An assistant headteacher has been buying food to beef up the “woefully inadequate” free school meals sent to a primary school – sometimes from his own pocket.

Photos of meals described as “meagre” and insufficient have been posted to social media by families concerned by the amount offered.

Some have said their packs are supposed to be worth £30 and last two weeks, but items pictured include a bit of fruit, a small offering of vegetables, cheese, a loaf of bread and some sweets. One provider, Chartwells, disputed that a widely-circulated image of a sparse hamper was a £30 package.

It left Twitter users and food poverty campaigners like England footballer Marcus Rashford perplexed and frustrated.

Downing Street said “those food parcels are completely unacceptable” while Labour leader Sir Keir Starmer described them as “woefully inadequate”.
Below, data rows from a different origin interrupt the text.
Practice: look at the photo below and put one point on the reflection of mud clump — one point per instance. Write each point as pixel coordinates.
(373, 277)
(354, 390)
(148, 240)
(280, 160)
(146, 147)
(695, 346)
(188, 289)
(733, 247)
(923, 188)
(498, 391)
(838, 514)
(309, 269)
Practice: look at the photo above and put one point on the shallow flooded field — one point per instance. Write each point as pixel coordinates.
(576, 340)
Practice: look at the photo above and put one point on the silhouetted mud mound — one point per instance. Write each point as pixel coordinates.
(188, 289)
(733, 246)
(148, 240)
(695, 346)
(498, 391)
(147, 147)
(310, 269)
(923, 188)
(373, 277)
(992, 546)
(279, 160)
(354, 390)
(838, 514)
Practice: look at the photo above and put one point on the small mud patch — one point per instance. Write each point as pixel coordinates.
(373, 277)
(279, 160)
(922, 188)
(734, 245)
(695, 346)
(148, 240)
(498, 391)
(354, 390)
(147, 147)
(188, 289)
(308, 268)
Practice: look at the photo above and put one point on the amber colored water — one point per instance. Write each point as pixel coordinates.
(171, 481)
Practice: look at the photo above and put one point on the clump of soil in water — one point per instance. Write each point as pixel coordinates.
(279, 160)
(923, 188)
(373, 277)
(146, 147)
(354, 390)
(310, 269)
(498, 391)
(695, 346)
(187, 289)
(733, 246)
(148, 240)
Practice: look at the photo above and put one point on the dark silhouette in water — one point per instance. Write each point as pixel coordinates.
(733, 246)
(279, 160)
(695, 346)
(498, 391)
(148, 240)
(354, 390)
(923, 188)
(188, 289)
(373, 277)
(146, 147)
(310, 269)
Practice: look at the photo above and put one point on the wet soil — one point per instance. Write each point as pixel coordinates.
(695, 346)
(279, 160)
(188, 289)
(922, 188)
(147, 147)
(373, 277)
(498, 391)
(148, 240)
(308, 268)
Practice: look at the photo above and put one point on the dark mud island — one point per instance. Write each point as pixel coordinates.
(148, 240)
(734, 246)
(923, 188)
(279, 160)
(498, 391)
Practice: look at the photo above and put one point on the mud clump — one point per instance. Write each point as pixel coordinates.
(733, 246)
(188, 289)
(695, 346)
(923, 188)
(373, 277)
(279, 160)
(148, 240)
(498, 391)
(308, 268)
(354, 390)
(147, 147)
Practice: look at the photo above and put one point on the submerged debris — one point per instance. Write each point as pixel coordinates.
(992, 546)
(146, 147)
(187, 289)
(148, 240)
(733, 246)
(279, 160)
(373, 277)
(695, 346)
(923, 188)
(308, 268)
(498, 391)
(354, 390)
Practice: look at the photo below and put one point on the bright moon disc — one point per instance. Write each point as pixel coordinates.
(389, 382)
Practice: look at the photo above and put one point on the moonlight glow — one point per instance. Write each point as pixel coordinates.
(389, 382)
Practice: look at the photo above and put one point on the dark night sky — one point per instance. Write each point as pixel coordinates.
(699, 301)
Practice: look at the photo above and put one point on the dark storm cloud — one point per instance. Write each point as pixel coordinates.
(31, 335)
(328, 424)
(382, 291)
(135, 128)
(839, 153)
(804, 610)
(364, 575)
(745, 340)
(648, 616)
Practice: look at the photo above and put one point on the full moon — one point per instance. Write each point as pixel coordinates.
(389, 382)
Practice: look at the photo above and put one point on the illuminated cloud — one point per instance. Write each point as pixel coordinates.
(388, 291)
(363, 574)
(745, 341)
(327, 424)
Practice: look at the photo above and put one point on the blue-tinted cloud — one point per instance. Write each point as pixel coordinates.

Read more: Everyone has responsibility to protect vulnerable – Rashford

Zane Powles, of Western Primary School in Grimsby, told BBC Radio 4’s World at One programme that he was buying up food such as crisps, breakfast bars and yoghurts to pad out the lunches, which he said are not value for parents.

They include a bun, some vegetables, a sweet and a bit of fruit, he added.

He told the station that “we supplement that with other things because we don’t feel that’s quite enough for our children”.

“I was out last night and have been out every night shopping in supermarkets just to add a little bit extra,” he said.

He also criticised the food that was provided in the first lockdown, when he gained recognition for hand-delivering 7,500 free school meals to his pupils, describing it as “samey”.

The assistant head was later given an MBE.

Powles added that he has paid out of his own pocket and used the school’s budget to pay for the supplementary food.

“I don’t think it’s value for money for our families, no, I think they should get more in their packed lunches,” he said.

The school’s meals have been sent in by Chartwells, which came under fire on Tuesday for the quality of its hampers.

The company told Yahoo News UK that while not every photo circulating online is a Chartwells hamper – other companies are involved in the free school meals – it is investigating, and insisted critical photos do not reflect the quality of what it offers.

It added that its hampers were based on the cost of free school meal allowances, which works out at £11.70 a week, and changes will be made now the Department for Education has increased that amount by £3.50 a week.

A spokesperson said: “We take our responsibility to provide children with access to nutritious food very seriously.

“We have worked hard to produce food hampers at incredibly short notice during these challenging times.

“Our hampers follow the DfE specifications and contain a variety of ingredients to support families in providing meals throughout the week. In the majority of instances, we have received positive feedback.

“In this instance, the image on Twitter falls short of our hamper specification and we are keen to investigate with the relevant school so we can address any operational issues that may have arisen.”

Children’s minister Vicky Ford said she is investigating “urgently” while the Department for Education said its “clear guidelines” should result in packages that are “nutritious and contain a varied range of food”.